# Dennis Green Loses It



## nodakoutdoors.com (Feb 27, 2002)

Anyone else see Denny after the game?

He took the Vikings curse with them. Wow what a choke.

I can't believe Chicago won.


----------



## R y a n (Apr 4, 2005)

Wow talk about a choke! What happened!!!?!!!????

I just got back home and am now only hearing clips from ESPN top ten... when I left it was like 20-0 Cards....

Guess I gotta wait for the complete video highlights..


----------



## DeltaBoy (Mar 4, 2004)

Sweet! Maybe I'll get a few more fancy points... 8)

What did he say?


----------



## R y a n (Apr 4, 2005)

Wow I just saw Denny's press conference after the game! He really tripped out! I feel bad for the guy... he just can't get a break.. His team really deserved that win...

:eyeroll:

Leinert really stepped up on MNF with that performance! He deserves some major kudos for performing under pressure against one of the great NFL defenses this year.

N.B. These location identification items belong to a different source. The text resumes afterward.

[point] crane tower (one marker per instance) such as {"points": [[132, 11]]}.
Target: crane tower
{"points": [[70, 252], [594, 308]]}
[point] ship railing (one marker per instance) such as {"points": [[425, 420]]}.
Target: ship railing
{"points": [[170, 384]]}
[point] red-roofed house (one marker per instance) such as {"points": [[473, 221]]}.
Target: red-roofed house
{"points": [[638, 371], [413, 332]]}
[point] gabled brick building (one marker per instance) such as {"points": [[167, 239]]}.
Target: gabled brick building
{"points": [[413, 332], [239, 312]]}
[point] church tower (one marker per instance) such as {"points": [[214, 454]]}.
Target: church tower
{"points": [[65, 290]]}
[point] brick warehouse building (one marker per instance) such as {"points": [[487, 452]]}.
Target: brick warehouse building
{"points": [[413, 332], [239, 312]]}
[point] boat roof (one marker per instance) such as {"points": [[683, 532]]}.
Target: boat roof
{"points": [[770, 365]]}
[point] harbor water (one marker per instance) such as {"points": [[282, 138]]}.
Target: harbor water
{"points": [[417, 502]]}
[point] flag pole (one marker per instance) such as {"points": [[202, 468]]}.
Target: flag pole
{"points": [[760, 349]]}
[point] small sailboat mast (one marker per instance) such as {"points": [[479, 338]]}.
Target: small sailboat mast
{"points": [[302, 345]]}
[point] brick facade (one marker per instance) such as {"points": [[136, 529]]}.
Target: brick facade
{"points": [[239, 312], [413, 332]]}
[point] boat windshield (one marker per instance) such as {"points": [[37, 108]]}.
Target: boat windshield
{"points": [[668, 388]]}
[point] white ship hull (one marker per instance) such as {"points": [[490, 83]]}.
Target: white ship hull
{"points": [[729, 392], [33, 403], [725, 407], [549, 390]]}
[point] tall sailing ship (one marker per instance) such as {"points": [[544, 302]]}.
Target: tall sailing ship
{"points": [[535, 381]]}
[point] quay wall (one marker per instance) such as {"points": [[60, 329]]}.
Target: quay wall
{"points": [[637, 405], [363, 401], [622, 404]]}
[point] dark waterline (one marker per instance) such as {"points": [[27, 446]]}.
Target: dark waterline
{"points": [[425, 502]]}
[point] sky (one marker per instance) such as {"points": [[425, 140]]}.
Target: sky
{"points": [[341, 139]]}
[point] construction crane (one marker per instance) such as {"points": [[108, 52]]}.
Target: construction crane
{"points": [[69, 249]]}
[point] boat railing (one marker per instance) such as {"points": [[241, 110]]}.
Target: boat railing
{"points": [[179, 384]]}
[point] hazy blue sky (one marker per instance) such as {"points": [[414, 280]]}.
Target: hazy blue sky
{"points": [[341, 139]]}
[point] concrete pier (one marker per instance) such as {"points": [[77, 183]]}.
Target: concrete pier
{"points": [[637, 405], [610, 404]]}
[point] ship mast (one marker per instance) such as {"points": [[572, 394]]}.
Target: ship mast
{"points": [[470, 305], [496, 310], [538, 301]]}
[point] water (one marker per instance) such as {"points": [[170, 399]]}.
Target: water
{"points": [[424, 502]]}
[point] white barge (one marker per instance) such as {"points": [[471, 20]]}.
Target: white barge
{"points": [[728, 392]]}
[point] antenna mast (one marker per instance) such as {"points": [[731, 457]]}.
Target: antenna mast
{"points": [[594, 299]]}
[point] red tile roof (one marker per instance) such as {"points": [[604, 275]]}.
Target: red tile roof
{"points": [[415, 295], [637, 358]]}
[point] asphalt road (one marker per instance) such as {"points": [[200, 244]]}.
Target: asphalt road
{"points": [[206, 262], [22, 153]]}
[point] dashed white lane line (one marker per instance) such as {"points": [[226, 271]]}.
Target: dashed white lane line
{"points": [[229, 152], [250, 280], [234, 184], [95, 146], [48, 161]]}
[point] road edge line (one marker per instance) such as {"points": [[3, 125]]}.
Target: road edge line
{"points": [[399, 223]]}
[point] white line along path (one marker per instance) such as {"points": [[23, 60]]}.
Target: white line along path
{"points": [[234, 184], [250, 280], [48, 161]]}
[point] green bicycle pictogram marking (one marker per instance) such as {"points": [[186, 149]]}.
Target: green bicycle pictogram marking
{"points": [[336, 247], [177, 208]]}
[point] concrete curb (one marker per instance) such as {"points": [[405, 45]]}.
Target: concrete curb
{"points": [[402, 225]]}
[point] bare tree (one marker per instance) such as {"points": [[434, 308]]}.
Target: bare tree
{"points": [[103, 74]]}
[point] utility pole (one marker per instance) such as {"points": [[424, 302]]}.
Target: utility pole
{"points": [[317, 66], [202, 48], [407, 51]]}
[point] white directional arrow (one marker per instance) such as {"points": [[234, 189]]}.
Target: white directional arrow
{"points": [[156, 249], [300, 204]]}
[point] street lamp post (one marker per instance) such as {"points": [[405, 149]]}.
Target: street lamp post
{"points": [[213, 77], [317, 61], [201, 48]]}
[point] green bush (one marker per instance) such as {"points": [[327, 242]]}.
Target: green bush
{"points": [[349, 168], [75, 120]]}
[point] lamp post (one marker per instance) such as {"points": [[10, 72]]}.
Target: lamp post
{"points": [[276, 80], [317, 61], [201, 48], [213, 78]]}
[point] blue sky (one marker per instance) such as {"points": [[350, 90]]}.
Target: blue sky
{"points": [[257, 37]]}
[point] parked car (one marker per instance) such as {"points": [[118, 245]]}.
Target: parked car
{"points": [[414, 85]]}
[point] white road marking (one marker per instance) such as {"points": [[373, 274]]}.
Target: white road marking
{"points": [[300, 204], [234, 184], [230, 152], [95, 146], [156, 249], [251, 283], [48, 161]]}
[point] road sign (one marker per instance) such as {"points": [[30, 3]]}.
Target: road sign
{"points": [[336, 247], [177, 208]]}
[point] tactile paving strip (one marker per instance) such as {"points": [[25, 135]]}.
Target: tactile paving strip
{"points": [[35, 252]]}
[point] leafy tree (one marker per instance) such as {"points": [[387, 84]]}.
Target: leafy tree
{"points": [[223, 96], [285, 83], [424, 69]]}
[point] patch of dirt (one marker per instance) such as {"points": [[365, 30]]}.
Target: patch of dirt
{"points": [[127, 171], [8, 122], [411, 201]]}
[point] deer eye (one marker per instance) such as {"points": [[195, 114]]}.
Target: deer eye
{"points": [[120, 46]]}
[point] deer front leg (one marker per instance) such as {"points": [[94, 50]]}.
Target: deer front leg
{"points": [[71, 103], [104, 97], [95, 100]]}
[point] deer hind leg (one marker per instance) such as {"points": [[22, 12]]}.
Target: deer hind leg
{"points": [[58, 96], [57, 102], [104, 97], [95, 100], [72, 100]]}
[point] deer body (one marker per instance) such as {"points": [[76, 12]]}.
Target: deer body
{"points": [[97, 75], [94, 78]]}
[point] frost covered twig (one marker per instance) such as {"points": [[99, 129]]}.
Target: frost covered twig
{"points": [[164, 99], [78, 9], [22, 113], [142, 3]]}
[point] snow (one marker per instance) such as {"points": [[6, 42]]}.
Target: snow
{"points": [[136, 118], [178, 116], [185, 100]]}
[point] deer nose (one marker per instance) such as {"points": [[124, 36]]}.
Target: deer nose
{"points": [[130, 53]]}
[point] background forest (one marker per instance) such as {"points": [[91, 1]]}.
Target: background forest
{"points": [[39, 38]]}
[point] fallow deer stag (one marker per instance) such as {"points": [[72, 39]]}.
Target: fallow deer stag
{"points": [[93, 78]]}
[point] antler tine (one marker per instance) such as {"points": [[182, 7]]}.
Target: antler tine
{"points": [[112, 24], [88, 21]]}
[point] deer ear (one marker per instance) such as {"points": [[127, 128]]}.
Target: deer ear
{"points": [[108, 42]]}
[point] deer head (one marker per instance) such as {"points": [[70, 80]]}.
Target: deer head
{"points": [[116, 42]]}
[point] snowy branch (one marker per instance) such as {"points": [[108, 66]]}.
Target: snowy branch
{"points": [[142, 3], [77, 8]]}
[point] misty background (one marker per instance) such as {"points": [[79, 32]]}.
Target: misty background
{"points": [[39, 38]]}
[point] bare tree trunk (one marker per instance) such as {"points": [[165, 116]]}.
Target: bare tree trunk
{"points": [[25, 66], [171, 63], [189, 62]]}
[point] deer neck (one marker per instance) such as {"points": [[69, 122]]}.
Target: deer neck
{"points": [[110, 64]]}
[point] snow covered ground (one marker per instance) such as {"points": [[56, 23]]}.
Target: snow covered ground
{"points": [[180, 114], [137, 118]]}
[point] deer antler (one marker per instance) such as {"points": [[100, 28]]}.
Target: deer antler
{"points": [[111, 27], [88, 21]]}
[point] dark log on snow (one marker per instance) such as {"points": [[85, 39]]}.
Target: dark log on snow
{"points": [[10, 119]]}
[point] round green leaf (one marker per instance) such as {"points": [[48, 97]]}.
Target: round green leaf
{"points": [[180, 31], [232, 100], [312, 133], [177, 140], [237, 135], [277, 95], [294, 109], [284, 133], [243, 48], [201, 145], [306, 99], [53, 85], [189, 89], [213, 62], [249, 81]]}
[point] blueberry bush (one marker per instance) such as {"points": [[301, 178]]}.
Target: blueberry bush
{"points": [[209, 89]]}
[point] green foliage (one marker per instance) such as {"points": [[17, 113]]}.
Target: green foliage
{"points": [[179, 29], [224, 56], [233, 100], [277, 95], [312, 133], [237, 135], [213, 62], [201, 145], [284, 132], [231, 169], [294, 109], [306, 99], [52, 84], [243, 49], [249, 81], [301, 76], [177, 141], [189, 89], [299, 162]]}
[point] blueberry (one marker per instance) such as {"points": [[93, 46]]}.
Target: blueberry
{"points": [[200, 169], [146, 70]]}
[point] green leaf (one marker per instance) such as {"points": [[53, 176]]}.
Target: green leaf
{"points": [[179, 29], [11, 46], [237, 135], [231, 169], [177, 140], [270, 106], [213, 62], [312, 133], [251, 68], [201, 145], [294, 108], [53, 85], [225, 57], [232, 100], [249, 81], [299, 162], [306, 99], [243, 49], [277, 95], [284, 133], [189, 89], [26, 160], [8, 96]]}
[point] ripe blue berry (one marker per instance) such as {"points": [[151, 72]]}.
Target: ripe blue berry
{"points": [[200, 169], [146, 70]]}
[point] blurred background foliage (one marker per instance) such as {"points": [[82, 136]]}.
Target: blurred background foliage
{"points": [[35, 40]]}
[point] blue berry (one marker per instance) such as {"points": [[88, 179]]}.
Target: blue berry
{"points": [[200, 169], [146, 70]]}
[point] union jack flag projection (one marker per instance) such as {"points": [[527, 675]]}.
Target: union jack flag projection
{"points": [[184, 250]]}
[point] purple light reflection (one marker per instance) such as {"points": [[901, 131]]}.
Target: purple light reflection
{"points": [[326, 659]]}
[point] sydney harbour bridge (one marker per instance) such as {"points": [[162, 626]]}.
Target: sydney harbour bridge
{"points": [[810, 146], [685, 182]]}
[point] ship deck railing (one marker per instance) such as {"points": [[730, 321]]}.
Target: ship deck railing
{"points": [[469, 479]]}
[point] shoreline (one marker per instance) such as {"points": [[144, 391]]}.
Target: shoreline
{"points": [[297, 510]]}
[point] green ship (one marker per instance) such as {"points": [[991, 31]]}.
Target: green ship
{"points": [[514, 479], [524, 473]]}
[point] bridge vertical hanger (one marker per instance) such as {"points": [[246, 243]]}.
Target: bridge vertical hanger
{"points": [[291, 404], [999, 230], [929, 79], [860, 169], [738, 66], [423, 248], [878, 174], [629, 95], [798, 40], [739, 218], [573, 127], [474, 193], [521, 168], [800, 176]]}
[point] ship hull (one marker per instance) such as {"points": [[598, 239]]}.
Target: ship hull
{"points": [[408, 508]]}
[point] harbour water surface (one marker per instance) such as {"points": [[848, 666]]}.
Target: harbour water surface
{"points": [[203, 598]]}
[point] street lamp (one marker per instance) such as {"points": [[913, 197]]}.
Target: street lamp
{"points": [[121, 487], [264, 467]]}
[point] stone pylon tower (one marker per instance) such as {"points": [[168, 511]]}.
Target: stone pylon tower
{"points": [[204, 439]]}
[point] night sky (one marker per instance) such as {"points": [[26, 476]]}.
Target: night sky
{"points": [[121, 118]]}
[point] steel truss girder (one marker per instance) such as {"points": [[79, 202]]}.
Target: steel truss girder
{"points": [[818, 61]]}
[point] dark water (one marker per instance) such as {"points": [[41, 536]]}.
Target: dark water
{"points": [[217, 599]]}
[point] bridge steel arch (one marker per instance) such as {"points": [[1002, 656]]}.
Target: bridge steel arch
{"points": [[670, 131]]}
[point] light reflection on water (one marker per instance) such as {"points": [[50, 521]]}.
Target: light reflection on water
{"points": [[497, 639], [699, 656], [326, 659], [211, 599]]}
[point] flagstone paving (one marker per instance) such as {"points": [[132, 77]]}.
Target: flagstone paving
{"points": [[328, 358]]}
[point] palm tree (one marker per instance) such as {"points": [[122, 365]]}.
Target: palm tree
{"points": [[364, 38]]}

Dennis said "The BEARS ARE WHO WE THOUGHT THEY WERE DAMMIT..THAT'S WHY WE TOOK THE FIELD! IF YOU WANT TO CROWN THEM.. WELL THEN CROWN THEIR AZZ!BUT THEY ARE WHO WE THOUGHT THEY WERE AND WE LET THEM OFF THE HOOK! " etc etc etc ad nauseum

Lol it was pretty darn entertaining but I'd be as pO'd as him after losing like that...

Ryan


----------



## MrSafety (Feb 22, 2005)

They're thinking Denny won't last the season down there. KQRS played a bit from 9 years ago this morning when he went off the deep end too...............Maybe the Cardinals will wise up faster than the Vikes did and dump the guy.........sure, he could win during the regular season, but do I need to remind anyone of the 41-0 loss to the Giants????


----------



## SODSUCKER (Mar 24, 2005)

Denny always was pretty good at finding a way to lose a game. I think he perfected it when he coached the Vikings.


----------



## Bore.224 (Mar 23, 2005)

That will be the End of Green no excuse for that! That game hurt so much I felt it way over here in New England.


----------